Ia juga menyoroti kesalahpahaman di masyarakat yang sering menganggap kental manis sebagai pengganti susu formula atau ASI, terutama karena harganya yang lebih terjangkau.
"Kami berharap kader Aisyiyah bisa terus mengedukasi masyarakat mengenai pentingnya mencegah stunting, terutama dalam hal memberikan informasi yang benar mengenai penggunaan kental manis pada balita," katanya.
Selain edukasi gizi untuk kader, juga dilakukan kunjungan keluarga dengan anak yang mengalami persoalan gizi di wilayah Palembang. Dari lima keluarga yang dikunjungi, keseluruhan balitanya mengkonsumsi kental manis sebagai minuman susu sejak usia 1 tahun. Hal inilah yang berkontribusi terhadap rendahnya kebutuhan gizi anak.
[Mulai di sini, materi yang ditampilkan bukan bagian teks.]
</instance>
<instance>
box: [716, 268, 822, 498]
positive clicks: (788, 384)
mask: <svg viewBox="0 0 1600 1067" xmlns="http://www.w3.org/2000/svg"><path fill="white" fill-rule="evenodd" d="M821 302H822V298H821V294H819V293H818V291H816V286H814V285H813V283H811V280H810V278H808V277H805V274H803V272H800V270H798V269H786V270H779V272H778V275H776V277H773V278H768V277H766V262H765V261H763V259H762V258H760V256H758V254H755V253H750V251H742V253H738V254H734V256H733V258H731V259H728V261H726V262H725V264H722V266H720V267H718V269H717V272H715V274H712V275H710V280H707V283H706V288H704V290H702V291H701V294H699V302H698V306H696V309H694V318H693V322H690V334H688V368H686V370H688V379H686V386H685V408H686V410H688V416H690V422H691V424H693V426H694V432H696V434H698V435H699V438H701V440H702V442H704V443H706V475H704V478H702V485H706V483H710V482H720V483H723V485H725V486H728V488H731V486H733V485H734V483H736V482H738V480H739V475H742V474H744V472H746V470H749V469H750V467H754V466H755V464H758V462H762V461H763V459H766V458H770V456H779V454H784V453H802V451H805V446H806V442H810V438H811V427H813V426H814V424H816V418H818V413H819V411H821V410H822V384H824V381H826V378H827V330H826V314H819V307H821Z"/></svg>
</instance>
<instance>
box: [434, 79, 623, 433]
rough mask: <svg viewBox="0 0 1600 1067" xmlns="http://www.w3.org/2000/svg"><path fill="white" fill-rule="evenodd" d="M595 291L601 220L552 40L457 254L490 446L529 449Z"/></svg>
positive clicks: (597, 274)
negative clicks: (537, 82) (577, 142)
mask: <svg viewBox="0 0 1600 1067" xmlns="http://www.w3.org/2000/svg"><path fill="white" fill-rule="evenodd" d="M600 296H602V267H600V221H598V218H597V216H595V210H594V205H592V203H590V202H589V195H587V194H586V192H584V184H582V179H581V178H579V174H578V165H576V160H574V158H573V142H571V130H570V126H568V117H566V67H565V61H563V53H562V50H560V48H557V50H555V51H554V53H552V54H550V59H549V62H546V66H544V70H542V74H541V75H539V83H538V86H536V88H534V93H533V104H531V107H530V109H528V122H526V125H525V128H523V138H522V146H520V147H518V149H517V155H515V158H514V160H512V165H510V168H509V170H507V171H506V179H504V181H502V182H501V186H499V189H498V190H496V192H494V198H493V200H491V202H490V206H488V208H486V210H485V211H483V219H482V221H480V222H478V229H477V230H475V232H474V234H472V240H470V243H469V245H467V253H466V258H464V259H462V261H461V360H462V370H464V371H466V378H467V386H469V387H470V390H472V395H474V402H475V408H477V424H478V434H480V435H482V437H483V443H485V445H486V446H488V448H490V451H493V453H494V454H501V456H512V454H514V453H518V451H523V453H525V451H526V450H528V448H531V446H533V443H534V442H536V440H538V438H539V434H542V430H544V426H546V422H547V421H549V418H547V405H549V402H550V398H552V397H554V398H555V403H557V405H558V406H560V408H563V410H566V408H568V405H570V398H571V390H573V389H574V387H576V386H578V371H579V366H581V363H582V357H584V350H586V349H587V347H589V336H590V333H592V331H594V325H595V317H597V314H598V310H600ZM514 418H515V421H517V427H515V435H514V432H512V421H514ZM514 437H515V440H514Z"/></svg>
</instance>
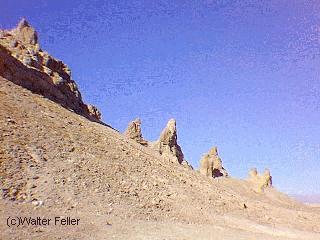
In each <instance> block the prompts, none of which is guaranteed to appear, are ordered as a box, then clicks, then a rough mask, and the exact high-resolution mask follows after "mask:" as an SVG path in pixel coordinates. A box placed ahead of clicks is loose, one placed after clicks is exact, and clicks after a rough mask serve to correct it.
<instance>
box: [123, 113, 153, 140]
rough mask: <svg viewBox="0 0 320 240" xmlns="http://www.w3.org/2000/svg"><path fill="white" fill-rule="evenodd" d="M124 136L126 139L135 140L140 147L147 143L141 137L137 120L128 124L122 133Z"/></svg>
mask: <svg viewBox="0 0 320 240" xmlns="http://www.w3.org/2000/svg"><path fill="white" fill-rule="evenodd" d="M124 135H125V136H126V137H128V138H131V139H133V140H135V141H136V142H138V143H140V144H141V145H144V146H146V145H148V142H147V141H146V140H144V139H143V137H142V132H141V120H140V119H139V118H137V119H135V120H134V121H132V122H130V123H129V125H128V128H127V129H126V131H125V132H124Z"/></svg>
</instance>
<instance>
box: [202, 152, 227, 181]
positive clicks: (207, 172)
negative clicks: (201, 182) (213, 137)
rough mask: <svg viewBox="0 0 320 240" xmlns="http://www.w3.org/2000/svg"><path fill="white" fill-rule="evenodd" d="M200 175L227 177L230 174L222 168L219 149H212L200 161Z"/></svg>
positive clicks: (214, 176) (222, 166)
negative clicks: (200, 173) (218, 151)
mask: <svg viewBox="0 0 320 240" xmlns="http://www.w3.org/2000/svg"><path fill="white" fill-rule="evenodd" d="M199 171H200V173H201V174H203V175H206V176H208V177H213V178H216V177H227V176H228V173H227V171H226V170H225V169H224V168H223V166H222V161H221V158H220V157H219V155H218V148H217V147H212V148H211V149H210V151H209V152H208V153H206V154H205V155H204V156H203V157H202V159H201V160H200V170H199Z"/></svg>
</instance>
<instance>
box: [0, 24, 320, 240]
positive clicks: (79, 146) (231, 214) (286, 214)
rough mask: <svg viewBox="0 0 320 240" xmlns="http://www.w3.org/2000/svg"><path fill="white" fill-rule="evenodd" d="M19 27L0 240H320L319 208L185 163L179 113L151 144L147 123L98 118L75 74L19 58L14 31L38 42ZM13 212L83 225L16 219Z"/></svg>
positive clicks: (268, 189) (2, 144)
mask: <svg viewBox="0 0 320 240" xmlns="http://www.w3.org/2000/svg"><path fill="white" fill-rule="evenodd" d="M20 25H22V26H25V25H26V23H24V22H22V23H21V24H20ZM20 28H21V27H18V29H20ZM22 28H24V27H22ZM15 31H17V32H19V33H21V34H22V35H23V36H24V37H20V36H18V35H19V34H18V35H17V33H16V32H15ZM15 31H13V32H10V33H9V32H5V33H4V34H5V36H4V37H2V38H1V42H0V43H1V44H0V47H1V49H2V50H1V51H0V52H1V54H3V55H1V56H2V57H1V58H0V59H1V60H0V62H1V64H2V65H1V64H0V65H1V66H2V67H1V68H0V102H1V104H0V190H1V192H0V196H1V199H0V216H1V221H2V223H3V224H1V225H0V234H1V235H0V239H237V240H239V239H246V240H247V239H282V240H283V239H313V240H316V239H320V225H319V222H320V210H319V208H314V207H310V206H306V205H303V204H300V203H298V202H296V201H294V200H292V199H290V198H289V197H288V196H286V195H284V194H281V193H279V192H278V191H277V190H276V189H275V188H271V187H268V188H265V189H264V191H262V192H257V191H255V188H256V183H255V182H254V181H251V180H237V179H233V178H231V177H228V178H226V177H223V178H213V177H212V176H209V177H208V176H206V174H205V175H202V174H200V173H199V172H198V171H195V170H193V169H192V168H190V167H185V164H183V163H184V162H186V161H185V159H184V156H183V153H182V150H181V148H180V146H179V145H178V143H177V131H176V124H175V121H174V120H171V121H169V123H168V125H167V126H166V128H165V129H164V130H163V131H162V133H161V135H160V138H159V140H158V141H157V142H156V143H153V144H151V146H148V145H149V143H148V144H147V145H145V144H141V142H139V141H140V140H141V139H142V140H143V138H142V135H140V133H141V128H140V125H139V122H136V123H135V124H133V125H134V126H133V132H138V134H137V135H135V134H133V135H130V134H129V133H128V134H127V135H123V134H120V133H119V132H117V131H116V130H114V129H112V128H110V127H108V126H106V125H103V124H100V123H98V122H95V121H98V120H97V119H98V116H95V115H97V114H92V112H91V113H90V111H89V110H88V107H86V106H87V105H84V104H83V103H82V101H80V100H81V97H80V98H79V96H80V95H79V94H80V93H79V94H76V92H73V91H71V90H72V88H71V87H70V86H71V85H70V86H69V85H68V84H69V83H71V82H72V81H71V80H70V79H69V78H68V77H66V78H64V80H63V81H62V85H60V84H55V83H54V74H53V75H52V76H51V75H50V74H47V73H45V72H44V70H43V69H45V68H41V67H40V68H36V67H33V66H29V65H28V66H26V65H25V64H24V63H23V59H24V56H22V57H21V56H19V57H18V56H16V57H14V56H13V55H14V51H15V50H14V49H15V48H13V49H11V48H10V47H8V46H7V43H8V41H7V40H8V39H10V38H14V39H18V41H21V39H24V40H23V41H25V42H27V43H25V44H24V45H23V46H26V45H27V46H29V45H33V46H35V44H37V40H36V38H35V37H34V36H36V33H35V32H33V31H29V30H21V29H20V30H15ZM30 36H31V37H30ZM25 38H26V39H29V40H28V41H26V40H25ZM19 39H20V40H19ZM19 44H21V43H19ZM19 44H18V46H20V45H19ZM21 46H22V45H21ZM19 51H20V50H19ZM28 51H29V50H28ZM39 52H40V50H39ZM24 54H27V53H24ZM38 54H39V55H40V56H41V54H42V53H38ZM27 56H28V55H27ZM36 56H38V55H36ZM41 66H42V65H41ZM63 68H64V67H63ZM20 69H21V71H23V73H24V71H25V74H22V75H21V74H20V75H19V74H17V72H18V71H20ZM41 69H42V70H41ZM50 69H51V68H50ZM13 70H14V71H13ZM57 73H58V74H59V76H61V75H63V74H62V73H61V72H60V73H59V72H57ZM60 74H61V75H60ZM1 76H3V77H1ZM26 76H27V77H26ZM43 76H46V78H45V79H42V77H43ZM70 81H71V82H70ZM67 85H68V86H69V88H68V87H67ZM62 86H64V87H62ZM36 89H41V91H37V90H36ZM63 89H64V90H65V91H66V92H63V91H64V90H63ZM36 93H38V94H36ZM39 93H40V94H39ZM56 94H62V95H63V96H64V94H71V95H72V96H73V97H75V98H72V97H71V99H73V100H75V101H71V102H68V101H67V100H66V101H62V100H63V98H61V99H60V98H58V95H56ZM76 96H78V98H77V97H76ZM68 99H69V97H68ZM73 104H74V105H73ZM70 109H72V110H73V112H72V111H70ZM86 109H87V110H86ZM77 113H78V114H77ZM94 116H95V117H94ZM88 118H89V119H88ZM90 120H95V121H90ZM138 125H139V126H138ZM130 131H131V130H130ZM130 131H129V130H128V132H130ZM131 136H133V137H131ZM137 138H138V139H139V141H138V142H137V141H136V139H137ZM209 153H210V154H209V155H208V156H209V159H211V158H212V159H215V160H214V161H213V168H212V169H211V168H210V169H211V170H214V169H218V170H219V169H220V170H222V165H221V160H220V161H216V160H217V159H218V155H217V151H213V150H212V151H210V152H209ZM215 161H216V163H214V162H215ZM186 163H187V162H186ZM217 163H220V165H219V164H218V165H219V166H218V165H217ZM214 164H216V165H214ZM214 166H215V167H214ZM15 216H22V217H23V216H26V217H28V216H33V217H37V216H41V217H56V216H59V217H67V216H70V217H76V218H79V219H80V224H79V225H78V226H69V227H68V226H20V227H14V226H11V227H8V226H7V225H6V220H7V219H8V218H9V217H15Z"/></svg>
Salah satu balita, Nur Mutia (2), anak keempat dari Ibu Siti Samah. dengan berat badan hanya 6,3 kg dan pertumbuhan gigi yang baru dimulai, Mutia berada di bawah garis merah dalam kurva pertumbuhan.
"Kakaknya dulu sering minum kental manis, dan Mutia juga pernah dicobakan. Dia minum menggunakan botol, seminggu bisa habis tiga kaleng," ungkap Ibu Siti.
Senada dengan Chairunnisa, Ketua Harian YAICI, Arif Hidayat, mengungkapkan bahwa dari penelitian yang dilakukan oleh YAICI, 3 dari 5 balita yang terkena stunting ternyata terbukti mengonsumsi kental manis.
“Kental manis tidak bisa menggantikan susu formula, apalagi ASI,” tegas Arif menggarisbawahi pentingnya pemahaman masyarakat mengenai hal ini.